Like many media companies over the years broadcastDisney needs to produce high-quality content at a fast rate to keep up with audience demand. Animaj also uses AI to gather data to understand what topics are trending or resonate with online audiences, then quickly animates episodes to meet those interests while they’re still current and popular.
Because its animation process is so fast, Min says, Animaj can also test new ideas very quickly.
“Not only do they have AI for content generation to help create animated shorts quickly,” Min said, “but they also use AI to learn statistics about what’s going on with video views that can help inform and tell a story.”
How does AI animation work?
Outside, sitting under a tree in the California sunshine, Pocoyo animator draws a character on the screen with a 3D model that appears on the screen next to him.

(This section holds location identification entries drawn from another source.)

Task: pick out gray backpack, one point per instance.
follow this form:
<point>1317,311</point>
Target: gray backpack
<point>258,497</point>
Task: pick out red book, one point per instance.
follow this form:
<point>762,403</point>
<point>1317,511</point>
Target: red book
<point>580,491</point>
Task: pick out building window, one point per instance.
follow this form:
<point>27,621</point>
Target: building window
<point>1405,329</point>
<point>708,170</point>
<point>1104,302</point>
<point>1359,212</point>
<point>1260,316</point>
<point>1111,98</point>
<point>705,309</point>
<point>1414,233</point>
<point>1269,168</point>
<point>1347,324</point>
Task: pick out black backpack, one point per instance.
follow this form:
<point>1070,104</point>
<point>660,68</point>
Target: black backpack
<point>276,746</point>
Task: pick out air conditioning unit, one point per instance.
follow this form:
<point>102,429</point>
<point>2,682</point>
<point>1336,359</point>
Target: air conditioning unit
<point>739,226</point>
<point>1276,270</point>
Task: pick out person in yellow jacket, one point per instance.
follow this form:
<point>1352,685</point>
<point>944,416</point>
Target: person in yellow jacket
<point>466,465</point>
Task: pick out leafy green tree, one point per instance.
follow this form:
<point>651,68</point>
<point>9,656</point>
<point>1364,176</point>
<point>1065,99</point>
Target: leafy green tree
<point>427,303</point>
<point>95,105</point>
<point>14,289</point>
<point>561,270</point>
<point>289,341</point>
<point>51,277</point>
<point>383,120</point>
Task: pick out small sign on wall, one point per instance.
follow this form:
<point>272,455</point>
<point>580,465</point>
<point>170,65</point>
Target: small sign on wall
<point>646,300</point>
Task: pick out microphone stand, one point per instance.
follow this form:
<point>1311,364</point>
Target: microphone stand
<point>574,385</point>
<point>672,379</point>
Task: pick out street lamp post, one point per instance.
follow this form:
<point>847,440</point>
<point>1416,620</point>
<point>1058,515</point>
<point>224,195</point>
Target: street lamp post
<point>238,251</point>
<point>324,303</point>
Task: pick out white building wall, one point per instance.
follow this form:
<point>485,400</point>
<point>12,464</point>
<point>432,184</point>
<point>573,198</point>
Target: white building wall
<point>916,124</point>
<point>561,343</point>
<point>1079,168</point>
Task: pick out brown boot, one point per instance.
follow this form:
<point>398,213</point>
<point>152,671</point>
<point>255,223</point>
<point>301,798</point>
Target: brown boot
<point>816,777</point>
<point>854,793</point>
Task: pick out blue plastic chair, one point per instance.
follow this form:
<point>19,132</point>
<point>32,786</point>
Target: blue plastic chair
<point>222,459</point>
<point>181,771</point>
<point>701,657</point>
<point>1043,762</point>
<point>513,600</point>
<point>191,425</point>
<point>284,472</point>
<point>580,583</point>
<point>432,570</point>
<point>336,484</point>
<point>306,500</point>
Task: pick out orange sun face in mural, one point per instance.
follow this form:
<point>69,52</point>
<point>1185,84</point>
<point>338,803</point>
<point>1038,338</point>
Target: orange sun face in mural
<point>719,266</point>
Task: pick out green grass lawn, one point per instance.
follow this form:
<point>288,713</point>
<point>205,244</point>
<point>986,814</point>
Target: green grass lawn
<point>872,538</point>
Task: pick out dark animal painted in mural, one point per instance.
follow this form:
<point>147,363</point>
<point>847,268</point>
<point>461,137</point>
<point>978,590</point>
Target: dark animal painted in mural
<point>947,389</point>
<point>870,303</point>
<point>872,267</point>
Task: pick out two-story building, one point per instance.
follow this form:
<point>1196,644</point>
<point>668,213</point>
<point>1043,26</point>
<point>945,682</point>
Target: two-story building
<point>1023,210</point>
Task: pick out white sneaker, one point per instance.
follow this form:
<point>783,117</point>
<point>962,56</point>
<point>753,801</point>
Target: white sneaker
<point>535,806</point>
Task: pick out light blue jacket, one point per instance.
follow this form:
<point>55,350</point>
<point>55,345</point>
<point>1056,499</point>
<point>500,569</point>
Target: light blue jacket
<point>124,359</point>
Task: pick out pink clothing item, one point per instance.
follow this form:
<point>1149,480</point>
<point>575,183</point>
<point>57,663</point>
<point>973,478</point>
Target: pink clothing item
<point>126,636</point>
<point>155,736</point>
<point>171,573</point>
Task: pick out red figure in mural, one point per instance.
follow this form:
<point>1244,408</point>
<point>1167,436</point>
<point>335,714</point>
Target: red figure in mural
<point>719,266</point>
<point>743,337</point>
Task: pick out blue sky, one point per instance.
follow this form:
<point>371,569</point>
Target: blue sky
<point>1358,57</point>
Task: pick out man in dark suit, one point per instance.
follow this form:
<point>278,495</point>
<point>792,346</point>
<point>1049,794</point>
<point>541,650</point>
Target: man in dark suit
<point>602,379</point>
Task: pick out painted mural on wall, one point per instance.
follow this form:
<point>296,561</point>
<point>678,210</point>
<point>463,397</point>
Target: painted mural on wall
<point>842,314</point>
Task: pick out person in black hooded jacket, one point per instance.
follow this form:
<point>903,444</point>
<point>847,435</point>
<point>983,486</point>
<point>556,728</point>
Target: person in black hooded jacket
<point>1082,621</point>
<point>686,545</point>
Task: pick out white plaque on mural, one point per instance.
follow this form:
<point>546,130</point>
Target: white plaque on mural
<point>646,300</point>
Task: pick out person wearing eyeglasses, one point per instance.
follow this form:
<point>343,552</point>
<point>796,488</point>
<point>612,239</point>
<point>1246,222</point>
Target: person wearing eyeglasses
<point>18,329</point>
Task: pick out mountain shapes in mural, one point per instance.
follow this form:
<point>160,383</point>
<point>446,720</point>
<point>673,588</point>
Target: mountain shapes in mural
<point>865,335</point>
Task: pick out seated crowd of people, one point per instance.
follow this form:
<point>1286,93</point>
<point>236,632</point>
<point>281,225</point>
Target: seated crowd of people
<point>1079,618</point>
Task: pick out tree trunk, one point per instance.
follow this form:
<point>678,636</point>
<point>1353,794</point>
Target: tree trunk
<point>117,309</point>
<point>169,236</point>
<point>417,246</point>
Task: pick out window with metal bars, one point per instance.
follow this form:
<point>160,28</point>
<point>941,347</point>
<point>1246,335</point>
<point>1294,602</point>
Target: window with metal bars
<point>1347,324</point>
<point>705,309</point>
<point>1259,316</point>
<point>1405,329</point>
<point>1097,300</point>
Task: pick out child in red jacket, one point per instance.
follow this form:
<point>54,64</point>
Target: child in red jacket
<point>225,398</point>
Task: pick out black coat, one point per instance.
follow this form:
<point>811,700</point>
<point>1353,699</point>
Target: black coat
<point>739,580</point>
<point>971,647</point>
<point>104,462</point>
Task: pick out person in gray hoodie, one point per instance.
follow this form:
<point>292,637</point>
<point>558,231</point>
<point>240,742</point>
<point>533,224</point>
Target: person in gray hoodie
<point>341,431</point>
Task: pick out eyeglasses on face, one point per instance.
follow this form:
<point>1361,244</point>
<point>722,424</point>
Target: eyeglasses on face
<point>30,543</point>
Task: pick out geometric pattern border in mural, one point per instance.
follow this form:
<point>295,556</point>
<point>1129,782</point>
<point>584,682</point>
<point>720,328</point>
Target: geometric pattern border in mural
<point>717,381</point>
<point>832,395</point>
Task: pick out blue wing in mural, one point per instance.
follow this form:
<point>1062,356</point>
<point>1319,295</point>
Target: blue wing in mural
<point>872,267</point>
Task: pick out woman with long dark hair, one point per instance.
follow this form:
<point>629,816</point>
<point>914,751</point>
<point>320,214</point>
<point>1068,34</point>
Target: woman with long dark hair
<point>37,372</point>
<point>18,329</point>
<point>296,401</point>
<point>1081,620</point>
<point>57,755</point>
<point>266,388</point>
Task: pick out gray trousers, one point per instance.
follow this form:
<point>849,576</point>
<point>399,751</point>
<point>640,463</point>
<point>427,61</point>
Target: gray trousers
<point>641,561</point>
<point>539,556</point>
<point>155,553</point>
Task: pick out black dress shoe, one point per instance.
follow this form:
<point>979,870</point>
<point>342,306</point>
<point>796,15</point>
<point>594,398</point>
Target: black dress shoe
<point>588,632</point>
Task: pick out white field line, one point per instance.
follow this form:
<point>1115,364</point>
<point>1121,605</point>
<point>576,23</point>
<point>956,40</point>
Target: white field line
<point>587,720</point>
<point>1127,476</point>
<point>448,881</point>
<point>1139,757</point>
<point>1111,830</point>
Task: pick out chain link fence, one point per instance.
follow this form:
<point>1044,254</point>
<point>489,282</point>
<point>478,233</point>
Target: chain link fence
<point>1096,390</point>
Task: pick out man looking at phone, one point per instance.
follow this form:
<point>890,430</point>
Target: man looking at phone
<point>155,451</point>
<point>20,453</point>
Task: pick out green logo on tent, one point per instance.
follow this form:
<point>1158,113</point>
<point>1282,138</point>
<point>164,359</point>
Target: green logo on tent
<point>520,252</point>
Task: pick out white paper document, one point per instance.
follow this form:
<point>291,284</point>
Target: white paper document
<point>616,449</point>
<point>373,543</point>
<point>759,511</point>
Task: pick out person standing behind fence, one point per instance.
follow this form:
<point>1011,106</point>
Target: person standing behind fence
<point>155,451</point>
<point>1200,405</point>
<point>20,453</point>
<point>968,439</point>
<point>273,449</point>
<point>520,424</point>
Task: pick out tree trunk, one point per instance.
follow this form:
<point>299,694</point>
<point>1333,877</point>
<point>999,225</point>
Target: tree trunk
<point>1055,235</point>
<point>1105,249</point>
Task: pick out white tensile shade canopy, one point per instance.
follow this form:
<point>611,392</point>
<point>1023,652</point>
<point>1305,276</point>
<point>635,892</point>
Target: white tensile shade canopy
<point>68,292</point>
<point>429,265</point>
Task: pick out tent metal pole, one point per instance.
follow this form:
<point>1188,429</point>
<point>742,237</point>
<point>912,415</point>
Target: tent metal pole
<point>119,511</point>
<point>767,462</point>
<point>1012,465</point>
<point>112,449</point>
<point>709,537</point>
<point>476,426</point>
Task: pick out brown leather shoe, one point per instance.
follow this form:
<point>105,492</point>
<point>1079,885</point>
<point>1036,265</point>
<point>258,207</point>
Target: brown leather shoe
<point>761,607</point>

I watch as he uses the stylus to make small changes to the arm and leg movements generated by the AI.
An animator draws the Pocoyo characters while an AI model rapidly generates the drawings into 3D versions.
“Our proprietary animation tool allows the artist, Joe sitting here, to draw a sketch and control the animation based on the sketch,” said Antoine Lhermitte, Animaj’s chief technology officer, as we watched the artist work. It’s a huge time saver, he adds.
A blog post about Animaj details how it uses AI to bring animation to life, while maintaining the animation’s unique art style. The company used Pocoyo’s four seasons to build a database of more than 300,000, using both drawings and their corresponding 3D poses for each character that the AI model could learn from. The artists were also asked to produce some sketches of the characters to be used in the next season.
Artists can enter the 3D modeling program in different positions of the character, for example, standing and sitting. The AI model will then fill in the blanks for what makes the character go from standing to sitting, something Animaj calls “mid-motion.”
Working with an AI model, the artist makes corrections to any AI-generated animation, such as removing an arm or a leg where it should be. Saving time by not having to manually draw each pose that comes with a character’s actions means animators “can focus more on refining the style and flow of scenes rather than starting from scratch with each new pose,” Animaj said.
As a result, artists are freed from repetitive tasks to spend more time on the creative side. At the same time, it allows those artists to use an AI tool that suits their style of work, rather than one that is generated based on text recognition. AI sloplike all those animations that invade YouTube or social media, where the characters’ features change in every frame or have three tails and 17 fingers.
“We know how frustrating it can be when you’re using third-party AI models and you’re telling something, it’s creating something very different than what you have in mind,” says de Vauplane. “Here, it creates something, it creates something that you can easily adjust… something that is fully compatible with the brand DNA.”
Retaining that Disney DNA is important as the entertainment giant seeks to uphold its 100-year legacy while keeping up with modern technology. As the seven dwarfs sang in the 1937 classic Snow White, which established Disney as an animation powerhouse, “Heigh ho, heigh ho, it’s up and running.” In future animations, it will work with the help of AI.